My Task Was To Suppress The Slave Trade, When The Khartoum Authorities
Well Knew That Their Tenants Were Slave-Hunters;
To establish legitimate
commerce where the monopoly of trade had already been leased to traders;
and to build up a
Government upon sound and just principles, that must
of necessity ruin the slave-hunting and ivory-collecting parties of
Khartoum.
It was easy to conceive that my mission was regarded as fatal to the
interests of the Soudan. Although the actual wording of the contracts
was pure, and the lessees bound themselves to abstain from
slave-hunting, and to behave in a becoming manner, it was thoroughly
understood that they were simply to pay a good round sum per annum
punctually, and that no questions would be asked. There were no
authorities of the government in those distant countries, neither
consular agents to send home unpleasant reports; thus, when fairly away
from all restraint, the traders could act as they pleased. It appears
hardly credible that although the wording of the contracts was almost
holy, no examination of the vessels was made before their departure from
Khartoum. Had the Soudan government been sincere in a determination to
lease out the White Nile for the purpose of benefiting the country by
the establishment of legitimate commerce, surely the authorities would
have convinced themselves that the traders' vessels contained cargoes of
suitable merchandise, instead of being loaded with ammunition, and
manned by bands of armed pirates.
If the owner of a pack of wolves were to send them on a commission to
gather wool from a flock of sheep, with the simple protection of such
parting advice as "Begone, good wolves, behave yourselves like lambs,
and do not hurt the mutton!" the proprietor of the pack would be held
responsible for the acts of his wolves.

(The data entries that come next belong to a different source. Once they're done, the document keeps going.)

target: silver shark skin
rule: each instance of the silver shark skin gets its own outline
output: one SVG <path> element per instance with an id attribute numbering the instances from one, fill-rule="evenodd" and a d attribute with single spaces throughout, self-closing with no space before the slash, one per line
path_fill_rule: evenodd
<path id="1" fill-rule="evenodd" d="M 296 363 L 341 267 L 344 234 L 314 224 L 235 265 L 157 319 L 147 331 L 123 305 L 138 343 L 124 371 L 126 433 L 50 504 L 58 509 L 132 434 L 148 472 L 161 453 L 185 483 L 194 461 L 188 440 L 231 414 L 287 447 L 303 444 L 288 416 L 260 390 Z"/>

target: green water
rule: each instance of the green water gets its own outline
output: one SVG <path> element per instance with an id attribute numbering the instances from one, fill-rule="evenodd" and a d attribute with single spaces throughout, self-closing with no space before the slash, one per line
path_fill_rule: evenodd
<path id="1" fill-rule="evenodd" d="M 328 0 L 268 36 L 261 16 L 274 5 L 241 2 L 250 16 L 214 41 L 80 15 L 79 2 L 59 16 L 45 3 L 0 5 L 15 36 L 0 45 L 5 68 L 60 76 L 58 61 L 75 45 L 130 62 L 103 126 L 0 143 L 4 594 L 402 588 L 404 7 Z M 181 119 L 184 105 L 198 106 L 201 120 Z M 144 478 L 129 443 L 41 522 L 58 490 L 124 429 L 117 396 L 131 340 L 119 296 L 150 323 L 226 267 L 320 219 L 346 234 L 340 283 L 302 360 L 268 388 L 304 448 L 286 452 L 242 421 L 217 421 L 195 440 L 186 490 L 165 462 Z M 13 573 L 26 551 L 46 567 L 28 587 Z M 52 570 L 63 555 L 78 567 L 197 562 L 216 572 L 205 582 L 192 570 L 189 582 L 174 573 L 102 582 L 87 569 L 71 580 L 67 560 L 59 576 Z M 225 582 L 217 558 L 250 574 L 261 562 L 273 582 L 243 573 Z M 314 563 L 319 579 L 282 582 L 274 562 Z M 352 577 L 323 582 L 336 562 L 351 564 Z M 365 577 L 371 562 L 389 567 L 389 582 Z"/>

This was the situation in the
Soudan. The entire country was leased out to piratical slave-hunters,
under the name of traders, by the Khartoum government; and although the
rent, in the shape of large sums of money, had been received for years
into the treasury of the Soudan, my expedition was to explode like a
shell among the traders, and would at once annihilate the trade. I now
understood the reason for the alteration in my proposed territorial
limit from the 14 degrees N. lat. to the 5 degrees. Khartoum is in lat.
15 degrees 35' N. Gondokoro is N. lat. 4 degrees 54', thus, if my
jurisdiction should be reduced to the south of Gondokoro, the usual
traffic of the White Nile might continue in the north during my absence
in the south, and the original contracts would be undisturbed.
It is a duty that I owe to the Khedive of Egypt to explain these
details. It would at first sight appear that the expedition to suppress
the slave-trade was merely a theatrical announcement to court the
sympathy of Europe, but which, in reality, had no solidity. I am
perfectly convinced that the Khedive was thoroughly sincere in his
declared purpose of suppressing the slave-trade, not only as a
humanitarian, but as an enlightened man of the world, who knew, from the
example of the great Powers of Europe, that the time had arrived when
civilization demanded the extinction of such horrors as were the
necessary adjuncts of slave-hunting.